“Tu, Mio”: il Perù tra realtà e le pagine di un libro
“Nicola mi ha insegnato il mare senza dire:si fa così!”; lessi questa frase nel volo tra Roma-Madrid e subito capii che mi avrebbe aiutata durante tutto il campo.
Quel libro che presi in aeroporto fu solo l’inizio di quello che poi incontrai a Trujillo.
Era il mio primo campo con la LMS nonostante i tanti anni in CVX e nel MEG, ero contenta finalmente di affacciarmi anche su questa realtà.
Continuai a leggere il libro, potevo sentire gli odori e le voci, vedere i colori tra le righe in bianco e nero. Fissai a lungo quelle righe e come in un sogno mi trovai tra le strade di Lima. Intorno a me una realtà diversa da quella in cui son sempre vissuta: montagne di sabbia su cui sembrano solo poggiare alcune case di mattoni colorati di giallo, rosa, verde e vicino distese di “baracche” fatte di canna e paglia, rette da un gioco di equilibri e appese ai nostri sospiri.
Camminai tra la polvere e piano piano visi curiosi cominciarono a guardarmi amichevolmente, alcuni bambini si misero a giocare con me facendomi sentire parte di una realtà così lontana. Provai un forte fastidio nel vedere, quasi accanto, un quartiere ricco di palazzi, locali sul mare e le persone ben vestite; quel contrasto entrò nel mio cuore mettendolo in guerra con me stessa.
La battaglia che sentivo dentro mi accompagnò tra il deserto che mi portò fino a Trujillo.

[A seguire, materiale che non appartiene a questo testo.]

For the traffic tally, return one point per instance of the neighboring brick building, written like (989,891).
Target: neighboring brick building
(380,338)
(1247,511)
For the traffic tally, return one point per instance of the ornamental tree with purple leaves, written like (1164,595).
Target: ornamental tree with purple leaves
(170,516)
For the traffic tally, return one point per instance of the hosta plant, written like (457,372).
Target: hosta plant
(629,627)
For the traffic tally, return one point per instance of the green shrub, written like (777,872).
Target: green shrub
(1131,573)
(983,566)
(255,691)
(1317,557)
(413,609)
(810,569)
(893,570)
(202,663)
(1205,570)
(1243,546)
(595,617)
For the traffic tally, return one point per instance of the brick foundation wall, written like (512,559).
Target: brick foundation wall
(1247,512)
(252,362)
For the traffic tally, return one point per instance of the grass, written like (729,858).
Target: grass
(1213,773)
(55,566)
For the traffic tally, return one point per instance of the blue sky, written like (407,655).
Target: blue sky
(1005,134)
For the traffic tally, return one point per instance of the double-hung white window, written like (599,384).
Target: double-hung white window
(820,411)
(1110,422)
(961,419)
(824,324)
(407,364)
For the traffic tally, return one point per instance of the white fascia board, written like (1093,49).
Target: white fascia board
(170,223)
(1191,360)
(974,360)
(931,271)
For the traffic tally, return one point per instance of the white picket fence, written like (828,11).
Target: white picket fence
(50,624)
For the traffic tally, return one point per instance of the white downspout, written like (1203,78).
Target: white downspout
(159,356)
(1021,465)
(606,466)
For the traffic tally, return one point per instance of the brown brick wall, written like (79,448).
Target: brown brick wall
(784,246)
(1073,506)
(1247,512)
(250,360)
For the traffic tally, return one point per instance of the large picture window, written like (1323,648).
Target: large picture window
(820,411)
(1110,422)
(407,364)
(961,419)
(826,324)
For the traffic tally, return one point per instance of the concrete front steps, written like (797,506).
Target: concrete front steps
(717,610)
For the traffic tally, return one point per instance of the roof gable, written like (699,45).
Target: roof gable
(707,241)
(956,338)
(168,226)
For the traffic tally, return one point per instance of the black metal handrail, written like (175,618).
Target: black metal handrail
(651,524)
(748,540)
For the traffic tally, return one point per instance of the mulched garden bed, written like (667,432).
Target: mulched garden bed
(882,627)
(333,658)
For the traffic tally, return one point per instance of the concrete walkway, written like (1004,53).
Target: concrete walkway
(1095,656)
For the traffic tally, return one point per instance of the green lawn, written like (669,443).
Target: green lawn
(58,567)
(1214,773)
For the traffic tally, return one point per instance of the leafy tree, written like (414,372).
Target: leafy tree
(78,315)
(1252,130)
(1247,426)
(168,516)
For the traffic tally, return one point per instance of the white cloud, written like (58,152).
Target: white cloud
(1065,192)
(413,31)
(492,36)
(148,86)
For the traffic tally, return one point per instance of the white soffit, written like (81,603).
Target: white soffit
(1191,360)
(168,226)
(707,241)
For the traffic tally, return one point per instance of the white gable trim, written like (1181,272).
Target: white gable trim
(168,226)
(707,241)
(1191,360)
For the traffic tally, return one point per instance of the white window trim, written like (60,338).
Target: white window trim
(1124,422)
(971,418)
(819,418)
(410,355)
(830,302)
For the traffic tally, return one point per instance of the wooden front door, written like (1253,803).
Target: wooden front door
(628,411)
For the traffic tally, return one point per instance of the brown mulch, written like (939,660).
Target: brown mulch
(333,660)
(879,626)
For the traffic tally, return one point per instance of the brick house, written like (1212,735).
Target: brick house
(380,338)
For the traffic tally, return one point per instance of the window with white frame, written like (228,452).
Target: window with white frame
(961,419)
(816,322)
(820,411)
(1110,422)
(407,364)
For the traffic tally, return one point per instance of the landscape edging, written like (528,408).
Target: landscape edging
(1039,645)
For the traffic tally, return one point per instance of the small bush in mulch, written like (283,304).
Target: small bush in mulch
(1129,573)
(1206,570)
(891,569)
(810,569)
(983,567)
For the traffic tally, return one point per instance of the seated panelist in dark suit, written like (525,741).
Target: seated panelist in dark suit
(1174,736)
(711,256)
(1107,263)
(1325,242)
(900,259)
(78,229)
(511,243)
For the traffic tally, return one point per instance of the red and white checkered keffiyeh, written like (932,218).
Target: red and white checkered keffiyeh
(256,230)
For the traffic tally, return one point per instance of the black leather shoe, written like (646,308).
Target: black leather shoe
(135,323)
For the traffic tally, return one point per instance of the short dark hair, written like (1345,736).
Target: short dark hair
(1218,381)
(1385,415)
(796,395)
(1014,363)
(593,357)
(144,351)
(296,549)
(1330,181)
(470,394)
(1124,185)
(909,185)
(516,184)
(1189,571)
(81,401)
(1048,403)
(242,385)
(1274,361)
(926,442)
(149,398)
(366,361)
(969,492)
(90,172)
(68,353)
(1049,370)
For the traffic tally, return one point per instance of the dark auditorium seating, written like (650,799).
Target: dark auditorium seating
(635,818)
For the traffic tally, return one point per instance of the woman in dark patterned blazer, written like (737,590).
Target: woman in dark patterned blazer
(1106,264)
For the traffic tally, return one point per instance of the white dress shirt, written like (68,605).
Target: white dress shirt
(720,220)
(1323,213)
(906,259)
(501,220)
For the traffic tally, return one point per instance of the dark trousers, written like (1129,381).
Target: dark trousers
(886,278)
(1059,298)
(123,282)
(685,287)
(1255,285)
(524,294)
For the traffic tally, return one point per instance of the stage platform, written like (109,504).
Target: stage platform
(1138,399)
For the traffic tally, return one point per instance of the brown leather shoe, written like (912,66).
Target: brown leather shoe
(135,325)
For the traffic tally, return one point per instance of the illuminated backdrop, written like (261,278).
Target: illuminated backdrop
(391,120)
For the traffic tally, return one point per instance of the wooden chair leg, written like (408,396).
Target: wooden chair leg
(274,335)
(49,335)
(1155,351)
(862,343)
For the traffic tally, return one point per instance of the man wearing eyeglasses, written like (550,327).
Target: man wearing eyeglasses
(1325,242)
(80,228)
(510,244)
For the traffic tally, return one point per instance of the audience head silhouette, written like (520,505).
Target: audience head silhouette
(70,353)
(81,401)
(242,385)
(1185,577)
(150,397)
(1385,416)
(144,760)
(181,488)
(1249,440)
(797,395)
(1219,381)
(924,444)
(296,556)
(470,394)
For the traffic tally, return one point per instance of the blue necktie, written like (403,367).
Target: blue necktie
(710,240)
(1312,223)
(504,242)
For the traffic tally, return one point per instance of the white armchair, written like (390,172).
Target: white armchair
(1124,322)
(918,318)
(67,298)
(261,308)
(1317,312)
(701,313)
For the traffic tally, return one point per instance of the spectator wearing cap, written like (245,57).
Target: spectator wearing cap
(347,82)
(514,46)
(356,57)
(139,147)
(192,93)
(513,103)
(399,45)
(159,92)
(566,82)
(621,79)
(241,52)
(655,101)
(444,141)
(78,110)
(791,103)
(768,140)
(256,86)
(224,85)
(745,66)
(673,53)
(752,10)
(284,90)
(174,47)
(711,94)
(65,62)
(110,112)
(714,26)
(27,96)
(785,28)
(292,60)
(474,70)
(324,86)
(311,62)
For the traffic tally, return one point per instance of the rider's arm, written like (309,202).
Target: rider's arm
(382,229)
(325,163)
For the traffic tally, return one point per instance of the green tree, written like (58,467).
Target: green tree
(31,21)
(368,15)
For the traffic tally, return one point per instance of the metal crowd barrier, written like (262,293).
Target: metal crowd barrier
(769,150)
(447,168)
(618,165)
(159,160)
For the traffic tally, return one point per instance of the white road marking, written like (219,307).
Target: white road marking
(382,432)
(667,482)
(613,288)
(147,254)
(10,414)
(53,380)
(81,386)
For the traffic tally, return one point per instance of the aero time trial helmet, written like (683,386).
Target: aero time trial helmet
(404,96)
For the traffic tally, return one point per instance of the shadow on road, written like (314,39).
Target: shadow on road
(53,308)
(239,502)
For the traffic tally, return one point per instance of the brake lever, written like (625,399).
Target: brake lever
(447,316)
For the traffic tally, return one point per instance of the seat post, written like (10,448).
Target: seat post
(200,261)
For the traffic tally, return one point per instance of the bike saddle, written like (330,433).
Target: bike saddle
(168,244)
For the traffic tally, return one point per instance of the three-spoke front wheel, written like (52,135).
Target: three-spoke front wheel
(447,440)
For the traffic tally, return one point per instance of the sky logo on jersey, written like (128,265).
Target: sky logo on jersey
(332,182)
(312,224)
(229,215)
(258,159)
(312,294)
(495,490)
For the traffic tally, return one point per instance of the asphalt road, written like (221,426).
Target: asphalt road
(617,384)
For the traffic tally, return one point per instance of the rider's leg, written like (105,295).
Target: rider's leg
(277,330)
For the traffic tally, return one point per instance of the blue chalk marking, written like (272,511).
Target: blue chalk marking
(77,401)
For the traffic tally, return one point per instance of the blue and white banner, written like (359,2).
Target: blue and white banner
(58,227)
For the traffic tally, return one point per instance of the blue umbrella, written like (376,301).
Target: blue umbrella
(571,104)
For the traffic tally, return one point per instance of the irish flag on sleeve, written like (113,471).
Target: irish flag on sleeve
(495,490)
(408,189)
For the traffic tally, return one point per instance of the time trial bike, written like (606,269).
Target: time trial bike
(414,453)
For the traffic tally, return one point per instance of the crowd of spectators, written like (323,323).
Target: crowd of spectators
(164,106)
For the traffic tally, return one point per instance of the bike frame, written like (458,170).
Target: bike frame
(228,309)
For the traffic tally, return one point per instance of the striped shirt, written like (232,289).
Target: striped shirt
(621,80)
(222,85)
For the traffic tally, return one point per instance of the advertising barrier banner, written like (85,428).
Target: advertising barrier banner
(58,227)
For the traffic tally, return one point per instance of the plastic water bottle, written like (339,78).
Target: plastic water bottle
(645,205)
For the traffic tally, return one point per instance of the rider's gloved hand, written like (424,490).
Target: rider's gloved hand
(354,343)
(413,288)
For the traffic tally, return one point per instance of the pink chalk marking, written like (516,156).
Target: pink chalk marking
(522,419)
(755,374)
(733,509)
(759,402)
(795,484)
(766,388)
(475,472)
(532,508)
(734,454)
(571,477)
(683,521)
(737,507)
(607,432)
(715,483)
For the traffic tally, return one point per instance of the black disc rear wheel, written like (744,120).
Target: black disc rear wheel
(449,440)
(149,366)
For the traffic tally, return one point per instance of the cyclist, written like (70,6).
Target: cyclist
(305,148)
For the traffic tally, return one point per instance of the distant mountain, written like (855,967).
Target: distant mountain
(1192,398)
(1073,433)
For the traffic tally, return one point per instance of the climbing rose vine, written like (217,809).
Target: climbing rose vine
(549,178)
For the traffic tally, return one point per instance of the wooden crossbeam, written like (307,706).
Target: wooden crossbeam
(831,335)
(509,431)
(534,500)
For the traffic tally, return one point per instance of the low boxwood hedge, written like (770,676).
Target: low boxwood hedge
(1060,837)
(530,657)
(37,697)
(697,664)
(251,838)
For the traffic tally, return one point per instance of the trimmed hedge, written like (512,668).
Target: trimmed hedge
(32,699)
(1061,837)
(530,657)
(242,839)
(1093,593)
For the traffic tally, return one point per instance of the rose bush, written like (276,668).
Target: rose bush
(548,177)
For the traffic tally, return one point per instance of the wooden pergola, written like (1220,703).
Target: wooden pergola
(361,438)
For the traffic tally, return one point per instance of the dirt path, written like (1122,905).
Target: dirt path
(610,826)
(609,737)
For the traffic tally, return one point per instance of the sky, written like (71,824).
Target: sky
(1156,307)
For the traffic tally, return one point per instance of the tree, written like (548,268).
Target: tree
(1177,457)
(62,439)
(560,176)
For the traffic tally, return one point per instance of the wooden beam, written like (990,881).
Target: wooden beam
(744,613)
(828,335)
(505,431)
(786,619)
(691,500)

Lì l’incontro con Judith e il CAEF, le sue parole di benvenuto furono il primo passo per far cessare quella lotta che sentivo dentro.
I primi giorni furono complicati: le difficoltà con la lingua, il dolore sul volto delle mamme, la povertà davanti agli occhi e non più letta tra le righe. In quel momento tornò la frase del libro nella mia mente: avevo tutto davanti ma nessuno mi diceva nulla, eppure stavo già imparando tanto.
La prima cosa che ho imparato è stata la forza della condivisione col gruppo: tutti noi vivevamo forti emozioni, le stesse difficoltà che ci hanno poi unito. Condividere il bello e il brutto di ognuno di noi ci ha permesso anche di chiedere aiuto e di scoprire quanto fosse importante potersi sostenere a vicenda, arricchirsi delle nostre emozioni così simili e così diverse allo stesso tempo.
Pian piano in me son entrate tante cose: l’amore dei bambini, le loro storie, la forza delle madri e la determinazione degli operatori. Son entrata in punta di piedi nelle loro vite e loro mi hanno spalancato tutte le porte; mai avrei immaginato tanta fiducia non solo verso la mia persona ma anche verso le mie competenze professionali. Quest’aspetto si è mescolato tanto nel mio lavoro al CAEF, mi ha permesso di sperimentarmi e di sentirmi veramente capace di dare qualcosa di utile e di importante a chi poi tutto l’anno spende la propria vita per un sogno d’amore.
Sono tante le immagini che mi porto dietro: i volti e gli abbracci dei bimbi, le lezioni nelle classi, le preghiere, le condivisioni, i giochi e la piscina, le partite di pallavolo, le lacrime, le paure, la polvere, i cani randagi. Potrei stare ore su ogni piccolo particolare. Ma se penso a questo mese in Perù, vedo in me una crescita personale a tutto tondo: vedo una ragazza che sceglie di vivere la sua vita non più tra i dolori e i rimpianti su ciò che avrebbe potuto fare ma che sente una grande serenità e gioia che la portano a dire GRAZIE per quello che ha e che ha avuto in passato. E questo grazie lo dice non più tra le lacrime ma col sorriso ma non per questo con meno emozione.
Questa ragazza si porta dentro un percorso soprattutto di Fede, perché lì dove ha sentito più male non è rimasta sola ma ha trovato delle risposte e una grande consolazione, trasformando il suo dolore in qualcosa di sereno e soprattutto libero.
Quella stessa ragazza è ora di nuovo sull’aereo che da Madrid la sta riportando a Roma, sta leggendo il suo bel libro ed ecco che nuovamente viene colpita: “Il segreto di Caia mi era stato offerto in dono, visto con i miei pensieri non l’avrei acquistato”.
Chiuso il libro capì che quell’esperienza era entrata dritta dentro di lei e presto avrebbe sentito profondamente il desiderio di non perderla ma farla crescere e testimoniarla.